Jelitkowo
Jelitkowo (Glettkau) is the Gdansk (Danzig) district which borders on Sopot (Zoppot). Like its neighbours, Jelitkowo spent many years as a small coastal village with its few inhabitants scraping a living from fishing and gardening on their small holdings. It began to gain popularity with holidaymakers around 1875 and within a couple of years an inn had been opened to serve them. Early visitors would rent rooms from fishermen.Reinhold Kamerke seems to have been the man that started to put Jelitkowo on the map. As the owner of the first inn and mill, he opened a bathing area in 1893 for those wanting to come and relax by the sea. Before long he had opened a shop, 3 more inns on Kapliczna Street and a mill by the bridge that flows over the Oliwski stream, next to today’s Jelitkowski Park.
Records show that Jelitkowo was famous for its pure, crystalline iodine water and air, making it a perfect location for a resort as it was so close to an urban centre. Once it was merged with Oliwa in 1907, Jelitkowo began to attract investment turning the village into a significant bathing area. The basic existing facilities were demolished and a new spa house was built on their site. Also in 1907, a small pier was built. Cruise ships started calling here from Gdansk and Sopot and in August 1909 a new bathhouse was opened.
Violent storms in the January of 1914 caused severe damage to the bathhouses along the coast from Stogi to Sopot. After WWI there was considerable expansion centred around the area in the middle of what is now the park. Existing properties were expanded and the Southern Bathhouse now consisted of four wings housing cabins. A pier was built out from it and by the end of the 1920s Jelitkowo had a well organised bathing area which had become increasingly popular with people who wished to avoid the hustle and bustle of neighbouring resorts such as Sopot and Brzezno.
Gunter Grass, who would go on to win the Nobel Prize for Literature and who grew up in the Gdansk district of Wrzeszcz (Langfuhr), wrote about his memories of Jelitkowo beach in his book Dog Years
‘My father would take us all to Oliva. There we got the tram to Glettkau. The Baltic sea was frozen up to the hazy horizon. Glettkau pier ice sparkled strangely.(...) From Glettkau you walked on a crunching sea to Brösen. Black dots until the frozen steamers in Reda. A lot of people chose this route’.
Jelitkowo was not seriously affected by WWII although the pier and bathhouse were destroyed. Other buildings, such as the inns and mill were pulled down after the war because of deterioration from neglect. The rubble was used in the adjacent park (now Jelitkowo Park).

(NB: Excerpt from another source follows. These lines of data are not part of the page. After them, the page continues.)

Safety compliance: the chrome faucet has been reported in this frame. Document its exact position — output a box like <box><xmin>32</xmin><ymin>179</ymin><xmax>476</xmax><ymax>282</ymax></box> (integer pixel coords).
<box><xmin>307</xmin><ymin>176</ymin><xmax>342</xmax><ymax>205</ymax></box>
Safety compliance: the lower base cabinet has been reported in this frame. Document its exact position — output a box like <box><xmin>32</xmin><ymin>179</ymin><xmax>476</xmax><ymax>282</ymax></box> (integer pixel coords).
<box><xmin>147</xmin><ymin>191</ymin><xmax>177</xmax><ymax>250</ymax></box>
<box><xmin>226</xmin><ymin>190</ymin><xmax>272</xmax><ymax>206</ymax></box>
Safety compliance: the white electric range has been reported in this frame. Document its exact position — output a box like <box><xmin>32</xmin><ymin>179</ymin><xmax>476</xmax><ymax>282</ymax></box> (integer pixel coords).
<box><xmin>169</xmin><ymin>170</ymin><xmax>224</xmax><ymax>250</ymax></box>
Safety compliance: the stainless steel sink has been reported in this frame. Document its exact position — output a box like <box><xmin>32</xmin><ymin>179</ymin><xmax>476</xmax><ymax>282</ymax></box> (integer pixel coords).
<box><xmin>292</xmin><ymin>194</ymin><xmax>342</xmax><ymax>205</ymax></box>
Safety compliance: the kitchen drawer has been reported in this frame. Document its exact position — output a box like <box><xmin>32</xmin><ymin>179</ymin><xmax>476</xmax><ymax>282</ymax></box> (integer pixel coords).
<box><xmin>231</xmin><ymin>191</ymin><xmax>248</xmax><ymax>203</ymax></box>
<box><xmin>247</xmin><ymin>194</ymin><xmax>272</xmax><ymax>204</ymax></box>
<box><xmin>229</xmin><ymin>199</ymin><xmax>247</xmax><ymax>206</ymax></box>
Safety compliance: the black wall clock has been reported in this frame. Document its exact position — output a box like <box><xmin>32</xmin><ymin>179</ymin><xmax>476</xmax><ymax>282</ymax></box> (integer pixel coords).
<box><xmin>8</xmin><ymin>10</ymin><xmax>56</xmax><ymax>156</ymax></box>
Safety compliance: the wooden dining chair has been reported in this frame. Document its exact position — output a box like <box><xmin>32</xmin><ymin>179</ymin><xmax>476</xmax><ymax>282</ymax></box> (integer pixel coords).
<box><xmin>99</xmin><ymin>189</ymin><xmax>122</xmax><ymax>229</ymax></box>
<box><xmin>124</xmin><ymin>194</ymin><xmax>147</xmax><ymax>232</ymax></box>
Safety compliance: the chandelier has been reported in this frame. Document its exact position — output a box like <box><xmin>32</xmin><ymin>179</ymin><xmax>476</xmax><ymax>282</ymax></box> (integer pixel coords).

Like other spots along the coast the village found itself disappearing through urban spread and the building by communist authorities of the nearby dormitory districts of Przymorze and Zabianka. But like its neighbours it is in the throws of a revival and the beach clubs which appear in the summer are busy throughout the season. Out of season it is still possible to discover the Jelitkowo of which Grass wrote, that of a peaceful retreat away from the hustle and bustle.